Protein Mass-Modulated Effects in Alkaline Phosphatase

Abstract

Recent experimental studies engaging isotopically substituted protein (heavy protein) have revealed that many, but not all, enzymatic systems exhibit altered chemical steps in response to an altered mass. The results have been interpreted as femtosecond protein dynamics at the active site being linked (or not) to transition-state barrier crossing. An altered enzyme mass can influence several kinetic parameters (k_cat, K_m, and k_chem) in amounts of ≤30% relative to light enzymes. An early report on deuterium-labeled Escherichia coli alkaline phosphatase (AP) showed an unusually large enzyme kinetic isotope effect on k_cat. We examined steady-state and chemical step properties of native AP, [²H]AP, and [²H,¹³C,¹⁵N]AP to characterize the role of heavy enzyme protein dynamics in reactions catalyzed by AP. Both [²H]- and [²H,¹³C,¹⁵N]APs showed unaltered steady-state and single-turnover rate constants. These findings characterize AP as one of the enzymes in which mass-dependent catalytic site dynamics is dominated by reactant-linked atomic motions. Two catalytic site zinc ions activate the oxygen nucleophiles in the catalytic site of AP. The mass of the zinc ions is unchanged in light and heavy APs. They are essentially linked to catalysis and provide a possible explanation for the loss of linkage between catalysis and protein mass in these enzymes.

Figure 1.

(A) Catalytic site configuration for EcAP based on the X-ray crystal structure of the enzyme with inorganic phosphate bound in the active site (Protein Data Bank entry 3TG0).
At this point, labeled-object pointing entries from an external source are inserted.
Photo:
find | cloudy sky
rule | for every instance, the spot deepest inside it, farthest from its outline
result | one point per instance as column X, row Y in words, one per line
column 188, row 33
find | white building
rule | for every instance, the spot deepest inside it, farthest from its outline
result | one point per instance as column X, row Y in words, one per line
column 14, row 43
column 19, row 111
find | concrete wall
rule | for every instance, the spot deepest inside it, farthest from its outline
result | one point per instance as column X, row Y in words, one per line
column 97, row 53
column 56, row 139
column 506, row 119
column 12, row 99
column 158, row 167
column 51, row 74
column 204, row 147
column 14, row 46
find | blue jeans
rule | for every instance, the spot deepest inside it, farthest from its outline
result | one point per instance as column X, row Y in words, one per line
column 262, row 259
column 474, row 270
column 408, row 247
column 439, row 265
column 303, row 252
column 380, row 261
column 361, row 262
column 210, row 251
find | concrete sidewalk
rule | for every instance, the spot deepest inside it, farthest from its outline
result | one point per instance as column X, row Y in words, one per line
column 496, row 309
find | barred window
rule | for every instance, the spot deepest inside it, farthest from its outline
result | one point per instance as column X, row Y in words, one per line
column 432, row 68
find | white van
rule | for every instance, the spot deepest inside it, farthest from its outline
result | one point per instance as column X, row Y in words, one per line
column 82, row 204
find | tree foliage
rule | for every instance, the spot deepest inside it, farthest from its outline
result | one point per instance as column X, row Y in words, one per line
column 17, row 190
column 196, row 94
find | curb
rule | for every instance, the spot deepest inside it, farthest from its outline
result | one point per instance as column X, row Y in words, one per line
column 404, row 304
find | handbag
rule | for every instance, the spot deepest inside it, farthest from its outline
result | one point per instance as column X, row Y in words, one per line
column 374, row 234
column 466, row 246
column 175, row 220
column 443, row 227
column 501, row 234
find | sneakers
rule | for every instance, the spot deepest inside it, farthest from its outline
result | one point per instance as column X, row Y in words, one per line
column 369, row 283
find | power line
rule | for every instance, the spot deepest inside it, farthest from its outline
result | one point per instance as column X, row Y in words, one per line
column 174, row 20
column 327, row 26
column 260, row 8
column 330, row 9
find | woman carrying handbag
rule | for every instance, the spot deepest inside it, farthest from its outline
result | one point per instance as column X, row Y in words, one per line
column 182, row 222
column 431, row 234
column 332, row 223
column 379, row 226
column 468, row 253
The catalytic site serine is colored green, and the phosphate is colored orange and red. (B) Proposed transition-state structure for EcAP based upon a crystal structure of EcAP covalently bound to a pentavalent vanadate ester. The two Zn²⁺ ions are ~4 Å apart.

Figure 2.

Steady-state substrate saturation curves for (A) pNPP and (B) 4-MUP substrates catalyzed by native EcAP (black), [²H]AP (red), and [²H,¹³C,¹⁵N]AP (blue). Lines are data fit to eq 1.

Figure 3.

Representative stopped-flow traces for single-turnover experiments of 4-methylumbelliferyl phosphate. The fluorescence change resulting from reaction with APs is observed after rapid mixing. The traces were fitted to a single-exponential equation followed by a linear phase to determine the rate of phosphorylation of native AP (black), [²H]AP (red), and [²H,¹³C,¹⁵N]AP (blue). Traces are offset for the purpose of presentation.

Scheme 1.

Simplified Catalytic Mechanism of Alkaline Phosphatase

Scheme 2.

Schematic Representation of the AP-Catalyzed Phosphorylation of 4-Methylumbelliferyl Phosphate^{a a}E, ROP, ROH, E-P, and E·P_i represent the enzymes, substrate 4-methylumbelliferyl phosphate, product 4-methylumbelliferone, covalently phosphorylated enzyme, and noncovalent enzyme phosphate complex, respectively.